Le nouveau ministre n'aura que deux mois pour résoudre le survol de Bruxelles

"Madame Galant a laissé délibérément pourrir ce dossier", affirme Olivier Maingain.
"Madame Galant a laissé délibérément pourrir ce dossier", affirme Olivier Maingain. - © BRUNO FAHY - BELGA

La démission de la ministre de la Mobilité, Jacqueline Galant, sanctionne "enfin ses mensonges et ses incompétences" et oblige le gouvernement à régler sans tarder les questions prioritaires de la sécurisation des aéroports, des gares et moyens de transport à grande fréquentation, ainsi que du survol aérien de Bruxelles, affirme ce vendredi le président de DéFI, Olivier Maingain. La position de la ministre bruxelloise de l'Environnement, Céline Fremault est à peine différent: le 13 juin est une date fatidique pour l'avenir des riverains de l'aéroport. Et singulièrement pour les vols de nuit. 

Deux questions prioritaires

Selon lui, elle oblige le gouvernement à régler sans tarder deux questions prioritaires.

La première est la présentation au parlement fédéral, dans les quinze jours, d'un plan sérieux de sécurisation des aéroports et, de manière plus générale, des gares et moyens de transport à grande fréquentation; et le dossier du survol aérien de Bruxelles.

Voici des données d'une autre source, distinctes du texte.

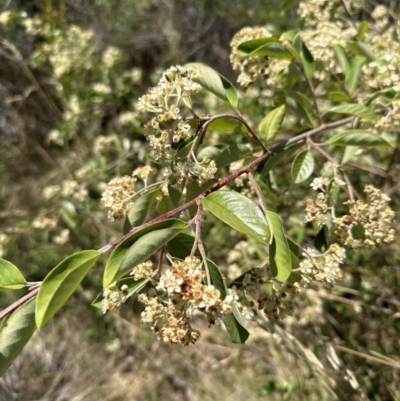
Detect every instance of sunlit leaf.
[258,105,285,142]
[215,145,254,168]
[36,250,101,329]
[92,277,149,309]
[327,103,378,121]
[0,298,36,376]
[185,63,238,107]
[0,259,26,291]
[201,191,270,244]
[124,187,160,233]
[103,220,187,287]
[325,129,392,148]
[268,211,292,282]
[292,150,314,184]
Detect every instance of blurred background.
[0,0,400,401]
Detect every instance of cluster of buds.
[138,66,201,160]
[300,244,346,285]
[237,267,300,319]
[229,27,272,90]
[333,185,395,248]
[163,157,218,191]
[304,177,344,226]
[101,175,137,221]
[134,257,232,345]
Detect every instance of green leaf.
[268,211,292,282]
[237,38,294,60]
[124,187,160,234]
[103,219,187,288]
[185,63,238,107]
[36,250,101,329]
[292,150,314,184]
[293,33,315,79]
[0,298,36,376]
[215,144,254,169]
[256,180,276,212]
[344,56,367,96]
[327,92,351,102]
[207,117,247,133]
[347,42,375,62]
[201,190,270,244]
[327,103,378,121]
[167,233,208,260]
[285,96,316,127]
[333,45,350,76]
[203,259,226,300]
[0,259,26,291]
[168,185,182,207]
[258,104,285,142]
[314,225,329,253]
[92,277,149,309]
[325,129,393,148]
[222,315,250,344]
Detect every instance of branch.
[99,114,353,253]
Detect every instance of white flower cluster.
[138,257,232,345]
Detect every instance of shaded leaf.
[0,298,36,376]
[0,259,26,291]
[215,145,254,169]
[103,220,187,287]
[327,103,378,121]
[167,233,208,260]
[124,187,160,234]
[258,104,285,142]
[268,211,292,282]
[325,129,392,148]
[36,250,101,329]
[201,191,270,244]
[185,63,238,107]
[222,315,250,344]
[292,150,314,184]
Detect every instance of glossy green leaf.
[201,191,270,244]
[203,259,226,300]
[325,129,392,148]
[0,298,36,376]
[168,185,182,207]
[327,92,351,102]
[124,187,160,233]
[345,56,367,96]
[185,63,238,107]
[0,259,26,291]
[314,225,329,253]
[292,150,315,184]
[327,103,378,121]
[215,145,254,169]
[268,211,292,282]
[207,117,247,133]
[256,180,276,212]
[103,219,187,287]
[92,277,149,309]
[285,96,317,127]
[167,233,208,260]
[222,315,250,344]
[258,104,285,142]
[103,219,186,288]
[237,38,294,60]
[36,250,101,329]
[347,42,375,62]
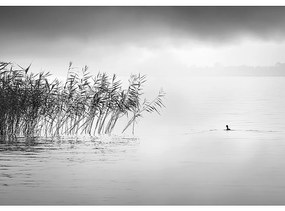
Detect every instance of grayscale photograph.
[0,5,285,205]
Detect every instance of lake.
[0,77,285,205]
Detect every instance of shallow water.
[0,77,285,205]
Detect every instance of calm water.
[0,77,285,205]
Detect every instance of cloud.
[0,7,285,45]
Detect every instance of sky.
[0,6,285,77]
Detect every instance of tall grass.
[0,62,164,140]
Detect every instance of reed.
[0,62,165,141]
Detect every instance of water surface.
[0,77,285,205]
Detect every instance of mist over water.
[0,77,285,205]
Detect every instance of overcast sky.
[0,7,285,78]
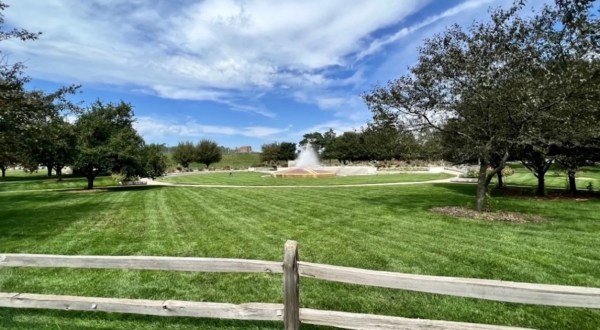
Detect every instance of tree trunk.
[87,176,95,189]
[54,166,63,181]
[535,172,546,197]
[475,162,488,212]
[567,169,577,195]
[496,170,504,189]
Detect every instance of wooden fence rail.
[0,241,600,330]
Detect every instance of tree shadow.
[0,309,312,330]
[433,183,477,197]
[359,183,475,212]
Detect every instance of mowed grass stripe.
[0,185,600,329]
[159,172,452,186]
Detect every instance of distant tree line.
[363,0,600,211]
[171,139,224,169]
[299,123,441,164]
[0,2,166,189]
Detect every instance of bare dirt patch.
[431,206,546,223]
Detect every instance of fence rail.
[0,241,600,330]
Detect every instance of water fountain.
[272,144,336,178]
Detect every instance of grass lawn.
[0,173,600,330]
[0,174,118,192]
[504,164,600,191]
[159,172,452,186]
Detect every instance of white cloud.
[356,0,492,60]
[134,116,287,140]
[3,0,426,111]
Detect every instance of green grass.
[504,164,600,191]
[0,179,600,330]
[160,172,452,186]
[0,175,118,192]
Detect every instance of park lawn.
[0,184,600,330]
[0,175,118,192]
[504,164,600,191]
[159,172,452,186]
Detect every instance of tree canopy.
[364,1,600,211]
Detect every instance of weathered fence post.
[283,241,300,330]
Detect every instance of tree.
[260,142,281,165]
[142,144,167,180]
[172,141,198,168]
[195,140,223,168]
[364,1,598,211]
[0,1,39,178]
[332,131,368,164]
[73,101,144,189]
[278,142,296,161]
[26,117,76,181]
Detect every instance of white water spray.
[294,144,321,168]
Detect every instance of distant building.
[235,146,252,154]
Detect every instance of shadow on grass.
[359,184,475,212]
[0,192,102,252]
[0,309,330,330]
[103,185,166,192]
[0,173,84,184]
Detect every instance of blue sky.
[1,0,543,150]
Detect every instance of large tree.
[0,1,39,178]
[141,144,167,179]
[195,139,223,168]
[171,141,198,168]
[74,101,144,189]
[364,1,599,211]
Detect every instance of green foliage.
[171,141,198,168]
[501,165,515,177]
[74,101,144,189]
[364,1,600,211]
[197,140,223,168]
[142,144,167,179]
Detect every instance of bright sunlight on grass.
[0,173,600,329]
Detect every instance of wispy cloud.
[6,0,426,106]
[134,116,287,139]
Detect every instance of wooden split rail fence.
[0,241,600,330]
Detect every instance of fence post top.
[285,240,298,249]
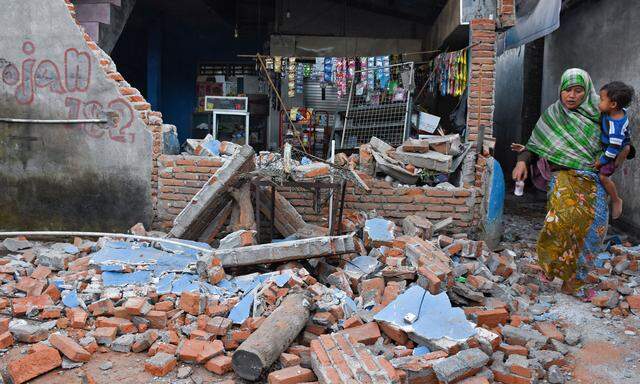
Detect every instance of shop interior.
[111,0,470,177]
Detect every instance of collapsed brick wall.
[154,160,484,234]
[153,155,224,230]
[64,0,163,221]
[279,174,482,229]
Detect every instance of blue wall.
[112,4,265,142]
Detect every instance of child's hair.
[600,81,635,109]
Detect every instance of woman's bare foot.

Il doit aussi prendre position dans le dossier du survol aérien de Bruxelles, "avec la volonté de réduire drastiquement les nuisances sonores subies par les Bruxellois, en ce compris ceux de la périphérie, et les Brabançons wallons".

Un dossier délibérément pourri ?

"Dans ce dossier, il en va aussi de la sécurité et de la santé d'un très grand nombre d'habitants. Madame Galant a laissé délibérément pourrir ce dossier dans l'attente de l'entrée en vigueur, le 13 juin prochain, d'un règlement européen en vertu duquel il sera plus difficile d'encadrer l'activité économique de l'aéroport de Bruxelles-National, notamment par l'interdiction des vols de nuit", a ajouté le président de DéFI.

Même écho du côté de la ministre bruxelloise de l'Environnement, Céline Fremault (cdH), directement impliquée dans ce dossier. Elle a, elle aussi, mis l'accent sur cette date fatidique du 13 juin prochain.

"La concertation a fait cruellement défaut depuis le début de la législature"

La ministre humaniste rappelle par ailleurs que la Région-capitale souhaitait plus que jamais une solution structurelle et équilibrée évitant les zones les plus densément peuplées. "Pour ce faire, il s'agira donc pour le fédéral d'enfin mettre en place les quick-wins de ce dossier que sont l'allongement de la nuit et la mise en place d'une autorité de contrôle indépendante", a-t-elle commenté vendredi après-midi.

Céline Fremault s'est par ailleurs dite résolument animée par l'envie de voir ce dossier évoluer favorablement et disponible pour toute concertation avec le fédéral et les autres régions.

Selon la ministre bruxelloise, des groupes de travail avaient été envisagés mais ils ne se sont jamais réunis, dans un contexte où "la concertation a fait cruellement défaut depuis le début de la législature".